Smith also believes that the leader of the Catholic Church must do more, saying, “The Church continues to change and requires an able leader.”

Kennedy also praised the pope’s decision to resign.

“I think it’s wonderful that he gave two weeks notice. It proved he’s a really modern man,” she said.

“He wisely decided as he felt his own mental and physical strength waning he could not continue to serve effectively as the leader of the Church,” Kennedy highlighted. “He could remain the symbol and maintain the aura of the papacy, but not the leader of the Church. So, I think his decision to resign was the most progressive thing he’s done.”

While the pope’s resignation doesn’t affect Dominican directly, Kennedy noted that under Benedict’s leadership, the Vatican has sharply criticized American nuns, including the Sinsinawa Dominicans, because of their strong focus on poverty and social justice, and less attention to issues such as abortion and gay marriage.

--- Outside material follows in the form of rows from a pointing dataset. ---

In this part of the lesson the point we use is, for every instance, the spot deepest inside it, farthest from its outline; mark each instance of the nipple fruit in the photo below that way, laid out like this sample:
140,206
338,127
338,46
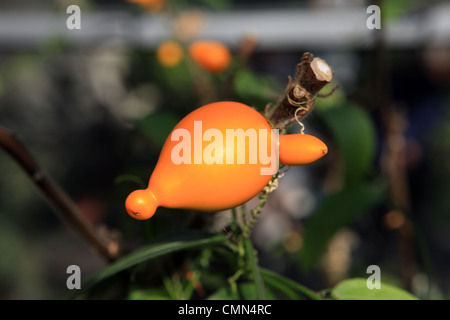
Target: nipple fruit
218,157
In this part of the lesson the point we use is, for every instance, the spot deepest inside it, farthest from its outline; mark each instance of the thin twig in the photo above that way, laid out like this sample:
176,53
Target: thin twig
62,203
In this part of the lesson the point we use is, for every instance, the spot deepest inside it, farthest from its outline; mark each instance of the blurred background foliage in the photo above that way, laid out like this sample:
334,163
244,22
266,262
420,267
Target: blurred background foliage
96,111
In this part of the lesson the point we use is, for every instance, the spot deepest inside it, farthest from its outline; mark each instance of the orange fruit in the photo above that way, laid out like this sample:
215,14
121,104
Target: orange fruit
218,157
150,5
169,53
211,55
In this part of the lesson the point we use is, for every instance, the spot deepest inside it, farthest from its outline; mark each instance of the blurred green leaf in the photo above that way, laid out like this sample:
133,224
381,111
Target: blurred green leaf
259,285
354,133
289,288
245,291
333,213
356,289
253,87
149,294
153,251
157,126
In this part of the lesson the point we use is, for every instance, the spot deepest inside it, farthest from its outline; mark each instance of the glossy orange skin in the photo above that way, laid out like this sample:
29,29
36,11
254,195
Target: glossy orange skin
211,55
300,149
214,187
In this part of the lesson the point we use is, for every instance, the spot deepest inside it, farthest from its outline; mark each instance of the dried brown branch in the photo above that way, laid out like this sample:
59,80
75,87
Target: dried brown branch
301,91
108,249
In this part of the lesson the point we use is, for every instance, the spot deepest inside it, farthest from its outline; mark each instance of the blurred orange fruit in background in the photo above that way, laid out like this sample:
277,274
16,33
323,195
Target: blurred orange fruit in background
211,55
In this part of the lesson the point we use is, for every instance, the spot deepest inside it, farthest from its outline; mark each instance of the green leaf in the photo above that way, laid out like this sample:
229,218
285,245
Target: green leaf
356,289
245,291
153,251
149,294
259,286
286,286
354,133
333,213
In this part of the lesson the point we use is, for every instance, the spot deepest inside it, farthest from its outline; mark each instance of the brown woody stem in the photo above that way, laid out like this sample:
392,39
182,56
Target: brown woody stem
301,91
107,249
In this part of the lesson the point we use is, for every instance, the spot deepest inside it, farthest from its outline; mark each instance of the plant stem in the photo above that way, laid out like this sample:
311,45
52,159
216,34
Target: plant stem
106,248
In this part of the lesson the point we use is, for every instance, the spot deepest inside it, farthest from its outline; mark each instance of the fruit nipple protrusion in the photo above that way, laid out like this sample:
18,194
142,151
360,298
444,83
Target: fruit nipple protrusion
141,204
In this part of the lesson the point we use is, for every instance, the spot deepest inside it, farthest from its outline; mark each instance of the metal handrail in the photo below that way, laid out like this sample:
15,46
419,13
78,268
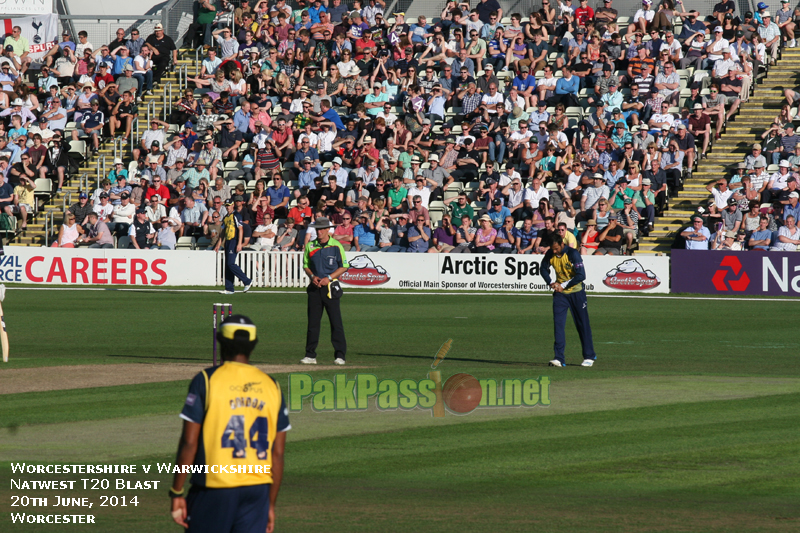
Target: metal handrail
99,173
167,103
134,140
66,200
197,53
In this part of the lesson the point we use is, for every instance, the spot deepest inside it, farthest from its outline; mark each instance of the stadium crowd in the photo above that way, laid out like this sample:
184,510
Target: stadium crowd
476,131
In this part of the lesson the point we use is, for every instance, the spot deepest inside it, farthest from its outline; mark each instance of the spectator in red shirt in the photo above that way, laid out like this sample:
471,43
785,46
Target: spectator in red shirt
158,188
361,43
103,78
584,13
300,211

“The Vatican has censured the Leadership Conference of Women’s Religious (LCWR) for being too lenient,” Kennedy said. “Would a new pope perhaps change that climate in terms of the very profound questions and apparent differences between the Vatican and LCWR? A new pope could be good news!”

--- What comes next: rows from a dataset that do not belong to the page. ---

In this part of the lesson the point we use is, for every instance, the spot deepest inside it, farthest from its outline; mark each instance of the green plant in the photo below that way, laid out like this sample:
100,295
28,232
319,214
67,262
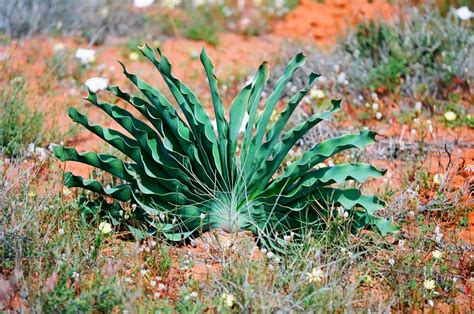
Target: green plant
186,178
202,27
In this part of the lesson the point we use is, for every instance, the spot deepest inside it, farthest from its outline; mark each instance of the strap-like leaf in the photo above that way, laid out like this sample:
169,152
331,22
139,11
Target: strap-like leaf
335,174
318,154
219,113
275,132
261,177
275,96
193,110
237,114
120,192
259,82
108,163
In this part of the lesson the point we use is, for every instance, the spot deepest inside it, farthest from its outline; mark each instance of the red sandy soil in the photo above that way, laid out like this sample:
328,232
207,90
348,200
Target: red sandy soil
312,22
323,22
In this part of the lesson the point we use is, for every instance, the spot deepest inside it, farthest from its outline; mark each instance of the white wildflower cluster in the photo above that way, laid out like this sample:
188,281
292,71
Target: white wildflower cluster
96,84
316,275
144,3
85,56
438,234
463,13
39,153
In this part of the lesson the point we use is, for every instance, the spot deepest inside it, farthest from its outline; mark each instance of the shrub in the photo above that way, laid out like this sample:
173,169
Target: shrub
422,48
187,177
19,126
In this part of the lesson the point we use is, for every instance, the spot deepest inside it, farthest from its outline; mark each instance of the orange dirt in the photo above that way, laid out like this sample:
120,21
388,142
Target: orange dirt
323,22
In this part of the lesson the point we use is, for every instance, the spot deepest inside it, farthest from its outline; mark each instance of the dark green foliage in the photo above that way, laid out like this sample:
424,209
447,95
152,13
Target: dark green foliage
185,176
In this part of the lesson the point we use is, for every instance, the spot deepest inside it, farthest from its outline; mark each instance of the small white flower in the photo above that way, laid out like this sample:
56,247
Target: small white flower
317,93
228,299
58,47
341,78
450,116
438,178
105,227
437,254
418,106
133,56
316,275
245,120
142,3
429,284
463,13
85,55
96,84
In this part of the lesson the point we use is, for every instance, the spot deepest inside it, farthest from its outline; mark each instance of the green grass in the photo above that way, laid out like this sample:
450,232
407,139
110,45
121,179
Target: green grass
53,259
19,125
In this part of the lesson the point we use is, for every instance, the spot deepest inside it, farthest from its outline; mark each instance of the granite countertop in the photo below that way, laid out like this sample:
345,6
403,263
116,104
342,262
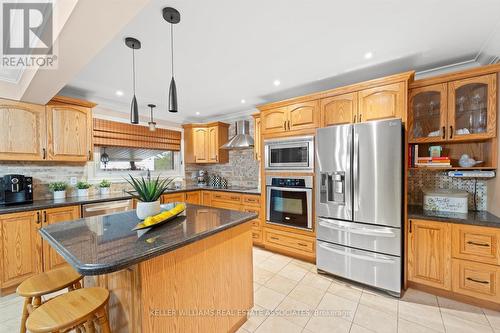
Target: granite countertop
481,218
69,201
105,244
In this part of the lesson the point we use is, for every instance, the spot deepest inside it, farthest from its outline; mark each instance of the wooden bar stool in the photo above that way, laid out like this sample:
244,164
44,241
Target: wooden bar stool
75,309
33,288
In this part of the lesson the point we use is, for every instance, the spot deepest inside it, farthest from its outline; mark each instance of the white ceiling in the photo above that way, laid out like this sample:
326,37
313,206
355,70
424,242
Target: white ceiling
227,50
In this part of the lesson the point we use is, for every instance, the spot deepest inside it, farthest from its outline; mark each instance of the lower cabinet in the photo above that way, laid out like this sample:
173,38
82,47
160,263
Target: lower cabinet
23,252
461,259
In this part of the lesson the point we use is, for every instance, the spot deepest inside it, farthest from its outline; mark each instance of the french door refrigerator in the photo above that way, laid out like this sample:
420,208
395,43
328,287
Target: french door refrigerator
359,172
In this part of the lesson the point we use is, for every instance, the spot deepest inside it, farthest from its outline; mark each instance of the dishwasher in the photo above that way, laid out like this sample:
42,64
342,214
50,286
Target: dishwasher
109,207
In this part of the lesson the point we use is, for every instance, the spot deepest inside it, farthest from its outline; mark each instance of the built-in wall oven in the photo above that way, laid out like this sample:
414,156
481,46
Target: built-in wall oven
289,201
290,154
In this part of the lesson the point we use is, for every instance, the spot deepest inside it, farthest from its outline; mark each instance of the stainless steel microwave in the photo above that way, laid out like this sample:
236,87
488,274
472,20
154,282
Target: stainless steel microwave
295,153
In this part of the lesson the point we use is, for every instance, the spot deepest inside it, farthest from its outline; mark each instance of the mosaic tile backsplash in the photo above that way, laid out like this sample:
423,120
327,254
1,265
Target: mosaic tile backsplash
419,180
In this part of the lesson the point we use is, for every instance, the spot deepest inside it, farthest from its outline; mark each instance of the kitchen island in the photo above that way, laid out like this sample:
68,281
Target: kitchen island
193,274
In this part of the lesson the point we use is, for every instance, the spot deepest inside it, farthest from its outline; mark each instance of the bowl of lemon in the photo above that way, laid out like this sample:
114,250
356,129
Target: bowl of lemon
161,218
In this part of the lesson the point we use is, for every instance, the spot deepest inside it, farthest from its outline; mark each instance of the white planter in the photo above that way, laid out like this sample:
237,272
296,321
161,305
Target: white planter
104,190
82,192
145,209
59,194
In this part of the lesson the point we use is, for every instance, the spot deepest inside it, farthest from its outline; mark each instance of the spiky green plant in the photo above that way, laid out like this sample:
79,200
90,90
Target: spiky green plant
148,190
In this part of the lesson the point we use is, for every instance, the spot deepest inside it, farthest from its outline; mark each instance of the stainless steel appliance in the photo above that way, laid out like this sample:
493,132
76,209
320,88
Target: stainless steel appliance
359,202
109,207
296,153
289,201
16,189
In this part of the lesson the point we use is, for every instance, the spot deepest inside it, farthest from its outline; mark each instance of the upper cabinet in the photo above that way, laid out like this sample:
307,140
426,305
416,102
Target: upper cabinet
69,129
203,141
23,131
256,137
295,117
339,110
382,102
454,110
59,131
472,107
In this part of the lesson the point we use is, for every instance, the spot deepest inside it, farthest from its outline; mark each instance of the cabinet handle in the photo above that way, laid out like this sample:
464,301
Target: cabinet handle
478,244
478,281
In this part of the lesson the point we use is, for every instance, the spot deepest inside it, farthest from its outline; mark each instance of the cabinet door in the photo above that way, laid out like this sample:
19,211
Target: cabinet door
51,259
200,145
193,197
303,116
337,110
257,139
20,247
213,144
472,108
381,102
274,121
427,118
22,131
69,131
429,253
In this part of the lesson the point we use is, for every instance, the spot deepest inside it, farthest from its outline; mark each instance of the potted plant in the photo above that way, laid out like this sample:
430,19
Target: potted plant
148,193
59,189
83,188
104,186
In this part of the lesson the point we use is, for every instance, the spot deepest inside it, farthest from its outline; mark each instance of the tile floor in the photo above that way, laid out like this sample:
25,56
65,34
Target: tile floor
291,297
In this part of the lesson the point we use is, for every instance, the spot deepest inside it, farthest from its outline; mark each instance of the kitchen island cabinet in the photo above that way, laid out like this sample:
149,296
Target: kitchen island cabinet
193,274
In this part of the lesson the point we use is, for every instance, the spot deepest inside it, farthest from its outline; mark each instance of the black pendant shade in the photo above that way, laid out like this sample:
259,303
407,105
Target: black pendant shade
172,16
134,44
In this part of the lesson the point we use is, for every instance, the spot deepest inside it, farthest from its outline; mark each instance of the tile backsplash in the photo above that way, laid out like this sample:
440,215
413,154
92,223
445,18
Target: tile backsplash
418,180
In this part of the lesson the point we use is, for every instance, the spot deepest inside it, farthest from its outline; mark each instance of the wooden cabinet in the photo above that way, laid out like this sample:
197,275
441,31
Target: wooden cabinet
427,119
193,197
257,137
338,110
472,109
202,143
20,247
382,102
51,259
22,131
429,253
295,117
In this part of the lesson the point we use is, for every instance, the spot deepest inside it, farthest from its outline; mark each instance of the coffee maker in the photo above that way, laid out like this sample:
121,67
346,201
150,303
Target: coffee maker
16,189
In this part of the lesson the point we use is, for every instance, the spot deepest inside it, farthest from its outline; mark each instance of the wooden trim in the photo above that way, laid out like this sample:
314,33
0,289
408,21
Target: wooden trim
483,70
70,100
406,76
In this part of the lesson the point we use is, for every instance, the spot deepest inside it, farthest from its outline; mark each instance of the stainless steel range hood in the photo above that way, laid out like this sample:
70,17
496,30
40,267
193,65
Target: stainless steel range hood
242,139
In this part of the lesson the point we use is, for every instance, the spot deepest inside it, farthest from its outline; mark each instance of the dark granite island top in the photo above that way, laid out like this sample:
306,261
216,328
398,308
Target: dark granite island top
105,244
481,218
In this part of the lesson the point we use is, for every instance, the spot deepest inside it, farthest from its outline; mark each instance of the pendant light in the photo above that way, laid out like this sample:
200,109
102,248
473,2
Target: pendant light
134,44
152,124
172,16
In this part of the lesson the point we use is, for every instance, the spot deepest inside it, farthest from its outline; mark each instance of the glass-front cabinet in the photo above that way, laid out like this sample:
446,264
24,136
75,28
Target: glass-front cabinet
428,113
472,109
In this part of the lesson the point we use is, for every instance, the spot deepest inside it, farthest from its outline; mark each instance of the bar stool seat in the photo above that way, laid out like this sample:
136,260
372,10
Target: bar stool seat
70,310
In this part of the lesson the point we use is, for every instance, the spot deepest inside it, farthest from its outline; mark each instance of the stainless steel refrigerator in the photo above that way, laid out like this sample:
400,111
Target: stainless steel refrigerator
359,175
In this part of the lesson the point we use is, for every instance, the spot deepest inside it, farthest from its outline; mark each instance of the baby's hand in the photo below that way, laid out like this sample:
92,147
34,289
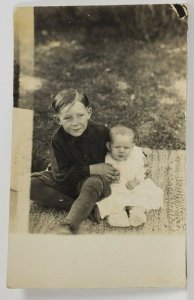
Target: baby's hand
132,184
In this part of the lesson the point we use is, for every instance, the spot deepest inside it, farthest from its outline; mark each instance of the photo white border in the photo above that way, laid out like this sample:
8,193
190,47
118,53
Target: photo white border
6,87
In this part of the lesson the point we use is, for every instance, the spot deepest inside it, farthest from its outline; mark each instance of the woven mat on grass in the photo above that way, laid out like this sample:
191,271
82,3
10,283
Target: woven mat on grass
167,171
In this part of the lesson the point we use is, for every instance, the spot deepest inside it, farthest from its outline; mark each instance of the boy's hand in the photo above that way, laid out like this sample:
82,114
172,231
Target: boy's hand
104,169
132,184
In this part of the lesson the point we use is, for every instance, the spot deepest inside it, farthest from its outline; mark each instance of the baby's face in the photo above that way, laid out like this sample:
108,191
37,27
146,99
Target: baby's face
121,146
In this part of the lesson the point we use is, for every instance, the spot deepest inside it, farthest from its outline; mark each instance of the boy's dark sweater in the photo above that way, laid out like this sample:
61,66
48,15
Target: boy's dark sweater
71,156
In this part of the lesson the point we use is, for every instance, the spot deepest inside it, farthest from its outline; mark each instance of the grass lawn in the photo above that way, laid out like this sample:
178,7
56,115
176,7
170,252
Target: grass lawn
141,84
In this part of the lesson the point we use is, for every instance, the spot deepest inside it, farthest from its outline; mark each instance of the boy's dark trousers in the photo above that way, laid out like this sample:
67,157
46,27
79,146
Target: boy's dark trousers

When the Vatican conducts it’s search for a new pope, 117 cardinals under the age of 80 will be eligible to enter the secretive conclave to elect Benedict’s successor. Church policy says the conclave has to commence between 15 to 20 days after the papacy becomes vacant, which will be official on Feb. 28.

However, since the Church is now dealing with an announced resignation as opposed to a sudden death, Vatican spokesman Federico Lombardi said the Vatican would be “interpreting” the law to see if it could start earlier, according to published reports. The Vatican appears to be aiming to have a new pope elected and formally installed in a solemn ceremony before Palm Sunday on March 24, so he can preside over Holy Week services leading to Easter.

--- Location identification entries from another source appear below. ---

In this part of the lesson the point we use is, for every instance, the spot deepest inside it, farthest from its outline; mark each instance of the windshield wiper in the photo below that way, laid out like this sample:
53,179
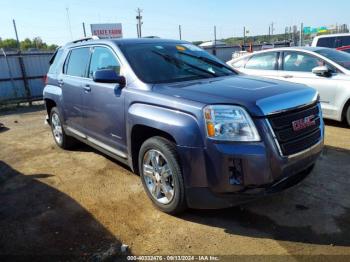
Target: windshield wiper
177,62
207,60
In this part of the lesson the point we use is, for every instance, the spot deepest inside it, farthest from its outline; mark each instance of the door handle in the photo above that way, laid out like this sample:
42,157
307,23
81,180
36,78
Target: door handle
87,88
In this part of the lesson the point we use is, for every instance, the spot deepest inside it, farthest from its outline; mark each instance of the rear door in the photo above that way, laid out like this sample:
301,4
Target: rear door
297,68
263,64
72,81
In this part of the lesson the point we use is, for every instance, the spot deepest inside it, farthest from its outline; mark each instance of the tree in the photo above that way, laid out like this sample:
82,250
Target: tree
27,43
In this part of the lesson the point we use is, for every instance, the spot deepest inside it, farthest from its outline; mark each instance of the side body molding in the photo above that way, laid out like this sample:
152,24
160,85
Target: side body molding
183,127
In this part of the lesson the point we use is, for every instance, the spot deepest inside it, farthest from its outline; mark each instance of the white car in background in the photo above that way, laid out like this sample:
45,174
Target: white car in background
327,70
331,41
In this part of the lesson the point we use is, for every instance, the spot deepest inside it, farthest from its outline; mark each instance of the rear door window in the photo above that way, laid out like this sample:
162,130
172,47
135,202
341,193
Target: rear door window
300,62
266,61
342,41
54,62
78,61
326,42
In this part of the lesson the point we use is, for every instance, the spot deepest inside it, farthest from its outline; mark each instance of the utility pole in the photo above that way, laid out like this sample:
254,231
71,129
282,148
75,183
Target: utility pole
180,35
84,29
69,25
301,34
139,21
214,50
15,28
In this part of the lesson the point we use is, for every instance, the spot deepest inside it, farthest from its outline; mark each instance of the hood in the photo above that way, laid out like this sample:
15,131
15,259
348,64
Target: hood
260,96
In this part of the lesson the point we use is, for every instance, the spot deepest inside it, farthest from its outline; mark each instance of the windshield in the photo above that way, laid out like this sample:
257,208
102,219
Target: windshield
170,62
339,57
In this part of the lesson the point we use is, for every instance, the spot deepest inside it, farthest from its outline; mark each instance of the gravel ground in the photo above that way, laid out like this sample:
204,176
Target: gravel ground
82,203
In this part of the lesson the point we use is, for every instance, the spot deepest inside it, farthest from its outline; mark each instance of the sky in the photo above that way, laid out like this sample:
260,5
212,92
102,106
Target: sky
48,18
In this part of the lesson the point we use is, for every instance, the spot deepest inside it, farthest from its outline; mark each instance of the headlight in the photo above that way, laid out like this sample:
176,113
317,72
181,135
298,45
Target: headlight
229,123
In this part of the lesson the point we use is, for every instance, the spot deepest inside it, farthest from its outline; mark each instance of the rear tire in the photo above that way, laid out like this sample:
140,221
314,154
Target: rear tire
62,140
161,175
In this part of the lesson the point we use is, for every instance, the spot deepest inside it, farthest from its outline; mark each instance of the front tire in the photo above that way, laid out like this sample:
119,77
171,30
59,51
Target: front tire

Progressive Catholics at Dominican don’t want another traditional pope, and are calling for a more liberal leader and a more democratic style during the next election.

“As a young Catholic who struggles with various aspects of her faith, I pray that the Church and pope will make greater efforts to progress in the 21st century,” Megan Graves, junior and Sinsinawa Dominican associate, said.

“I hope that the global community has a say on who will become the new leader of the Catholic Church.”